January 26, 2017
One Book One SFU: The Argonauts
Maggie Nelson is the author of nine books of poetry and prose, many of which have become cult classics defying categorization. Her nonfiction titles include the National Book Critics Circle Award winner and New York Times bestseller The Argonauts (2015), The Art of Cruelty: A Reckoning (2011), Bluets (2009), The Red Parts (2007), and Women, the New York School, and Other True Abstractions (2007). Her poetry titles include Something Bright, Then Holes (2007) and Jane: A Murder (200). Nelson was granted a MacArthur Fellowship in 2016. She has been the recipient of a Guggenheim Fellowship in Nonfiction, an NEA in Poetry, a Literature Fellowship from Creative Capital, and an Arts Writers Fellowship from the Andy Warhol Foundation. She holds a Ph.D. in English Literature from the Graduate Center of the City University of New York, and has taught literature, writing, criticism and theory at the New School, Pratt Institute, and Wesleyan University. Since 2005 she has been on the faculty of the School of Critical Studies at CalArts, where she currently directs the MFA Creative Writing Program. She lives in Los Angeles.

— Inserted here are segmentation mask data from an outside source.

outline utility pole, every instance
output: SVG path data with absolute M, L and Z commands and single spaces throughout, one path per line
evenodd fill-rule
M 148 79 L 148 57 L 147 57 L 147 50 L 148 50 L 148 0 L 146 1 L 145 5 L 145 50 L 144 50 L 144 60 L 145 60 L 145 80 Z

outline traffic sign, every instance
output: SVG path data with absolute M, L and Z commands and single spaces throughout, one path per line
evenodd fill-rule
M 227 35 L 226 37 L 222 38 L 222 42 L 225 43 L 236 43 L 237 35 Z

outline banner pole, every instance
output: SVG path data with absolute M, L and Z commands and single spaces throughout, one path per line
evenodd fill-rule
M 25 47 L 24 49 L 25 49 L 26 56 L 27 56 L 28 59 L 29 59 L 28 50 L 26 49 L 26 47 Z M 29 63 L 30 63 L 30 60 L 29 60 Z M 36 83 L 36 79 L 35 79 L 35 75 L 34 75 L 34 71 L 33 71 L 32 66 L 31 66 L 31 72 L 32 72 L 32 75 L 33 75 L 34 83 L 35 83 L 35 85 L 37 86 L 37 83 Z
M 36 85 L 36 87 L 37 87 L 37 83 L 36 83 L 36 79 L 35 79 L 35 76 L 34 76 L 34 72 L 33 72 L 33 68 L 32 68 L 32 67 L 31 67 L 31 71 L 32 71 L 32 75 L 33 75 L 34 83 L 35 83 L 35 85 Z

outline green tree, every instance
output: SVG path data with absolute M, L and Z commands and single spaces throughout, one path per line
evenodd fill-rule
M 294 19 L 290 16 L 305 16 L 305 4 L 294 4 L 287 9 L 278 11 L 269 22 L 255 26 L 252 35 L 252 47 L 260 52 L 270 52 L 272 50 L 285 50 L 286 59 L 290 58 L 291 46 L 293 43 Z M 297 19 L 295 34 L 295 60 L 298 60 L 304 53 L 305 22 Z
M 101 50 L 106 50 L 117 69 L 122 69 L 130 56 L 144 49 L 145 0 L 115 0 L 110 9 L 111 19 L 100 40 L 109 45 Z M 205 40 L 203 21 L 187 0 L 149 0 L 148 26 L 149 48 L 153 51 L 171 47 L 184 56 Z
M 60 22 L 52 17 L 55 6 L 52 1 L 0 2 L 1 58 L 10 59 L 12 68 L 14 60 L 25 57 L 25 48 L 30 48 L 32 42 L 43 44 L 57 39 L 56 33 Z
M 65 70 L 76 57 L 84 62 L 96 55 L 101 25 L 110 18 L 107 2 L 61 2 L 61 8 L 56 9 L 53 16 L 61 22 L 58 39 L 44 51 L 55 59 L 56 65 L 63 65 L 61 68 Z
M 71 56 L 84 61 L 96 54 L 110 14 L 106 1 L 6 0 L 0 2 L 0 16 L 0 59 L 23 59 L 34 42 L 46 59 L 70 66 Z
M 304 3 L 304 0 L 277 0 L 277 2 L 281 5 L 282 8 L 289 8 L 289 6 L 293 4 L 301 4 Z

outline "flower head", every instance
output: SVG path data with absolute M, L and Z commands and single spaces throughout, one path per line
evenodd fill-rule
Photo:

Amber Dawn is a writer living on unceded territory of the Musqueam, Squamish and Tsleil-Waututh First Nations (Vancouver, Canada). Her memoir How Poetry Saved My Life: A Hustler’s Memoir won the 2013 Vancouver Book Award. She is the author of the Lambda Award-winning novel Sub Rosa, and editor of the anthologies Fist of the Spider Women: Fear and Queer Desire and With A Rough Tongue. Her newest book Where the words and my body begins is a collection of glosa form poems. She currently teaches creative writing at Douglas College and the University of British Columbia, as well as volunteer mentors at several community-driven art and healing spaces.